Rick's Blog

Underhill explains concerns about helipad

Commissioner Doug Underhill sent out an email to his constituents over the weekend regarding the safety stand down of the helipad atop the Perdido Key Fire Station that the Board of County Commissioners approved last Thursday.

From: Doug Underhill
Subject: The Truth About the Helicopter Pad on Perdido Key
Date: September 4, 2016 at 8:00:08 AM CDT

Friends and Neighbors,

I hope everyone is having a wonderful Labor Day Weekend. No matter how busy we get, we should never miss the opportunity to relax and enjoy the blessing we have of living in Paradise.
There is a lot of stray voltage and misinformation traveling around the Coconut Telegraph about the Helicopter Pad at the Perdido Key Firehouse. Gene’s surrogate-in-chief, a guy named Randy Cudd, used this issue to spin up his small group of people who are still very angry about losing power. He alone has created the narrative that I am closing the Helipad. Unfortunately, like most things from that camp, it is completely baseless and fabricated. I promised I would bring academic rigor, discipline and integrity to your government. In doing so, I am upsetting those who are invested in the status quo, and these lies are intended to disrupt those efforts. I ask you all to read this and help me spread the truth.

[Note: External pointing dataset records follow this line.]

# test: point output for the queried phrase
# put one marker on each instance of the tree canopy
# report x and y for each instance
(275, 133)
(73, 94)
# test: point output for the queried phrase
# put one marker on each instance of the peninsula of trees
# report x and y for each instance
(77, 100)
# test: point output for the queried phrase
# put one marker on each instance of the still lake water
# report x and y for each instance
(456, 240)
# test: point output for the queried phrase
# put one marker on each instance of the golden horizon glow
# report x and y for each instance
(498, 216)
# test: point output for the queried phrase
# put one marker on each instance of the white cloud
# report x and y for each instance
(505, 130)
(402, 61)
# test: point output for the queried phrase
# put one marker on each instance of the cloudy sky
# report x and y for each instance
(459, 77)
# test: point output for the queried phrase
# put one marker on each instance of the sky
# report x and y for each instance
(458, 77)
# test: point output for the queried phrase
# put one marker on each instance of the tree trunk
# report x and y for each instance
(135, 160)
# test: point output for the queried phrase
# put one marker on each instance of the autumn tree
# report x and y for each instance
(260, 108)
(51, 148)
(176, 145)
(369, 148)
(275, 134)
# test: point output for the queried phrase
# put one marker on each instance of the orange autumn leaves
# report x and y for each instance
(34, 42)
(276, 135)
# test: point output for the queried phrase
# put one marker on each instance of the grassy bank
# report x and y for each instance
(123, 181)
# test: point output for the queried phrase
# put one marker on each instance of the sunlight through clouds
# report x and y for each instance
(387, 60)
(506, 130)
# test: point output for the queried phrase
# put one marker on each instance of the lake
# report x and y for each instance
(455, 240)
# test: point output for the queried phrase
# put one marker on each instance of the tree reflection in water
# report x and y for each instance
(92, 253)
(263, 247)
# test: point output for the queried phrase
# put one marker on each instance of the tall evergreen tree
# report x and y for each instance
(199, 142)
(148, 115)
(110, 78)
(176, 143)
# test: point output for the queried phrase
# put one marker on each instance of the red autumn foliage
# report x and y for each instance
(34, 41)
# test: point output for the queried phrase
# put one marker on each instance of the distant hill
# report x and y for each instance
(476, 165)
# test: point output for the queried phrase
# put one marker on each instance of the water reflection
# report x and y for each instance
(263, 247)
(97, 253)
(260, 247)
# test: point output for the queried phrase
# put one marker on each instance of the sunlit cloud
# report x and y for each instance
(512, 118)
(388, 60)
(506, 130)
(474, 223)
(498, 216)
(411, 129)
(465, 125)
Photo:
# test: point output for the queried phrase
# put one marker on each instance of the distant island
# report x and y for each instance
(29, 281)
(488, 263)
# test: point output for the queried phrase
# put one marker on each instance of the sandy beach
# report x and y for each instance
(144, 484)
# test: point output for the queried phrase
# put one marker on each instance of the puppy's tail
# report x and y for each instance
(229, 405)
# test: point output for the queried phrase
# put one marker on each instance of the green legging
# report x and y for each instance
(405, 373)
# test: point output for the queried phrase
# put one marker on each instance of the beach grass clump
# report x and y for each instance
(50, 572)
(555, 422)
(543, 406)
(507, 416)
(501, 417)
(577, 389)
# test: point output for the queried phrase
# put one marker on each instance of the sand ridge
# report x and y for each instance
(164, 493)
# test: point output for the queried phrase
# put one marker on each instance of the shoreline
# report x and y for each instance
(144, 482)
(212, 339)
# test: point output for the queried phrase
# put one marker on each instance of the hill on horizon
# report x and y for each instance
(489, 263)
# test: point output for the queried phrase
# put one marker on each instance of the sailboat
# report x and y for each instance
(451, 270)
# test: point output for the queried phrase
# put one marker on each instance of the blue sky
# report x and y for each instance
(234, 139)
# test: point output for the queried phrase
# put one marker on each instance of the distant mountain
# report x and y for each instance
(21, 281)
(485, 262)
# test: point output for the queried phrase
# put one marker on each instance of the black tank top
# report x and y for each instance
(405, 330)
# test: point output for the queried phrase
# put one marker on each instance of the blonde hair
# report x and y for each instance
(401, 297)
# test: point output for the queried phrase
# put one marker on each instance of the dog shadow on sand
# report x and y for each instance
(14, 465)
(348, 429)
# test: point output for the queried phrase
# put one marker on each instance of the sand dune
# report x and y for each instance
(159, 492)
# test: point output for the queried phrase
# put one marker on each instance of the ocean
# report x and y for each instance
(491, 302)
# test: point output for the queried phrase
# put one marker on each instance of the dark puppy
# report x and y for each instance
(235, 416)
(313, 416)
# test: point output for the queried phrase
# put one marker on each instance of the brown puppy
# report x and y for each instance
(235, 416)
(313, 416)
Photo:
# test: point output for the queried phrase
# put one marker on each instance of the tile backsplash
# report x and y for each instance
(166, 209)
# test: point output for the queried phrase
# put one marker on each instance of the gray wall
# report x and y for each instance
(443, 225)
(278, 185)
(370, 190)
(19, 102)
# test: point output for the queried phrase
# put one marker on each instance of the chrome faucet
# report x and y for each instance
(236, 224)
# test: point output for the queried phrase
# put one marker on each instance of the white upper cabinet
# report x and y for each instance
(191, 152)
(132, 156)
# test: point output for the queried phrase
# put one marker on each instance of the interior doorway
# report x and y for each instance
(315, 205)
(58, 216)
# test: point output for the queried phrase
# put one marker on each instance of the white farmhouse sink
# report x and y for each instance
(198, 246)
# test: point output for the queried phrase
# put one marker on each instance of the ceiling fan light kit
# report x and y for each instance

Bottom Line Up Front: I am not closing, or attempting to close, the helipad.

The real story: I have called for a safety stand-down (standard operating procedure in the aviation industry) because of serious defects in our management of the facility:

1. It was never registered/Inspected by FDOT
2. It has never been inspected by the FAA since before flight operations began.
3. There is no regimen of periodic maintenance on the facility. None.
4. We had no insurance that would cover a crash. None. Think about that one.
5. There are no safety procedures in place, not even the basic daily “FOD Walkdowns” that keep the flight deck clean.
6. There are no Emergency Procedures in place…neither written, spoken, or exercised. Consider this: A crash on the roof that dumps burning aviation fuel over the firehouse will render the equipment in the firehouse unusable. How would that be dealt with?
7. When I query the staff, I get delays, obfuscated answers and a circling of the wagons. (Anyone who has ever had a leadership role would recognize this as a critical defect in the culture of the workplace.)

This stand-down will not affect the ability of our contractor to conduct a helicopter extraction on Perdido Key. Only half of the emergency flights off the Key originate from this rooftop helipad. Helicopter extractions occur safely and routinely from prepared and unprepared ground sites around the County.

In the spring of 2014 your jail blew up, killing and injuring people and plunging the county into a financial crisis from which we will not soon recover. Politics has caused us to gloss over the issue, and no “root cause analysis” has been done or will be done. The 7 conditions above are very similar to the culture and environment that existed prior to the explosion. I fear that we are no more serious today about managing our assets and our risk than we were when the jail blew up. I am asking the hard questions on this issue because I cannot tolerate a preventable catastrophe like the jail explosion. THIS WILL NOT HAPPEN ON MY WATCH.